Neurones activated by elevated arterial blood pressure (type VI)

Neurones activated by elevated arterial blood pressure (type VI) were found at levels II (4/7) and III (3/7) but not at level I (Fig. 4). Type VI neurones were barely active at resting pressure. Their discharge rate increased linearly with the mean arterial blood pressure above a threshold of 100-110 mmHg (Fig. 10Bb). This threshold was the same as that at which type I-III cells were inhibited. Type VI cells were strongly pulse modulated (Fig. 10Bc) and they were also silenced by lowering blood pressure with sodium nitroprusside (Fig. 10Aa and Ab). The linear relationship between mean blood pressure and discharge rate, the invariant firing threshold from one trial to the next (Fig. 10Ba), and the lack of spike amplitude change during blood pressure elevation (Fig. 10Ab) were used as evidence that the effect of blood pressure on these cells was due to synaptic activity and not to mechanical artifacts. Stimulation of cardiopulmonary afferents with PBG generally produced either excitation (5/7; Fig. 10Aa and Ab) or no effect (Fig. 10Ba). In the case illustrated in Fig. 10Ba, the inhibition occurred after PBG administration and was probably due to the drop in arterial blood pressure and consequent baroreceptor unloading.

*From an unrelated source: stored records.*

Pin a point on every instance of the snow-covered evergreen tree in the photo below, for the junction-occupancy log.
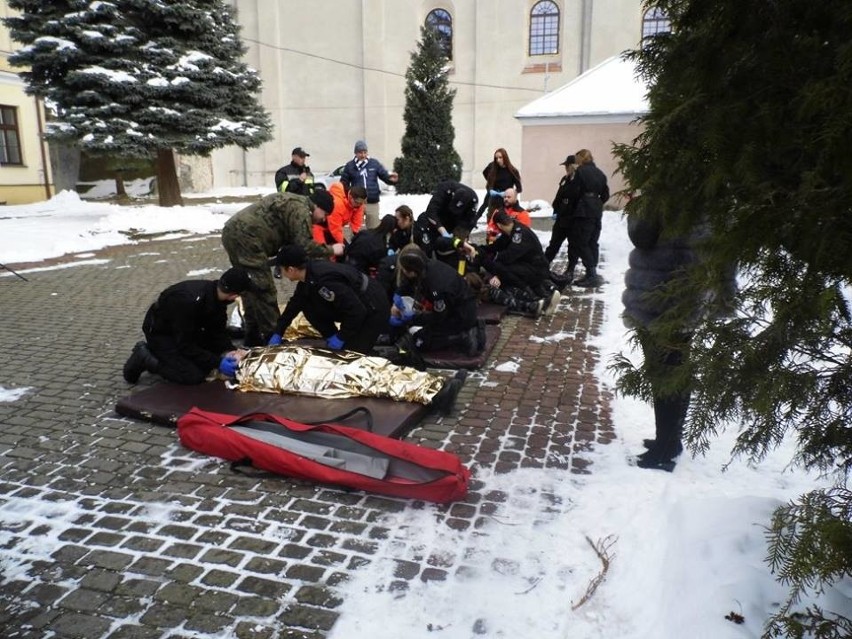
(140, 77)
(428, 154)
(748, 136)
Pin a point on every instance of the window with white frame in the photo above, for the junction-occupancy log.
(10, 137)
(655, 21)
(544, 28)
(441, 22)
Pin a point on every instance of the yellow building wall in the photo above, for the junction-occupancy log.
(31, 181)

Figure 10. Physiological properties of two type VI neurones.

Aa and Ab, increased neuronal discharge in response to elevation of mean arterial blood pressure (MAP) by aortic occlusion (AOc) and cardiopulmonary receptor stimulation with phenylbiguanide (PBG, 10 μg kg⁻¹, i.v.). Reduction of AP abolishes the neuronal discharge. In Ab, each pair of traces (unit activity at top, AP at bottom) represents an excerpt of the raw data used for panel Aa. The peak to peak amplitude of spikes is 1.2 mV, the top and middle pairs of traces each have a total duration of 28 s, and the bottom pair (SNP) has a total duration of 75 s. Ba, increased neuronal discharge in response to elevation of MAP. This cell did not react to PBG injection but it stopped firing after the injection when systemic blood pressure dropped. Bb, neuronal discharge is directly proportional to MAP beyond a threshold. Bc, pulse-synchronous discharge of type VI neurone.

Type VI neurones could not be antidromically activated from either the thoracic cord or the hypothalamus.

Phenotype of recorded neurones

Juxtacellular application of biotinamide to a physiologically characterized unit labelled a single neurone. Labelling of more than one cell was extremely rare and these cases were excluded from the study because of ambiguity in the identification of the cell.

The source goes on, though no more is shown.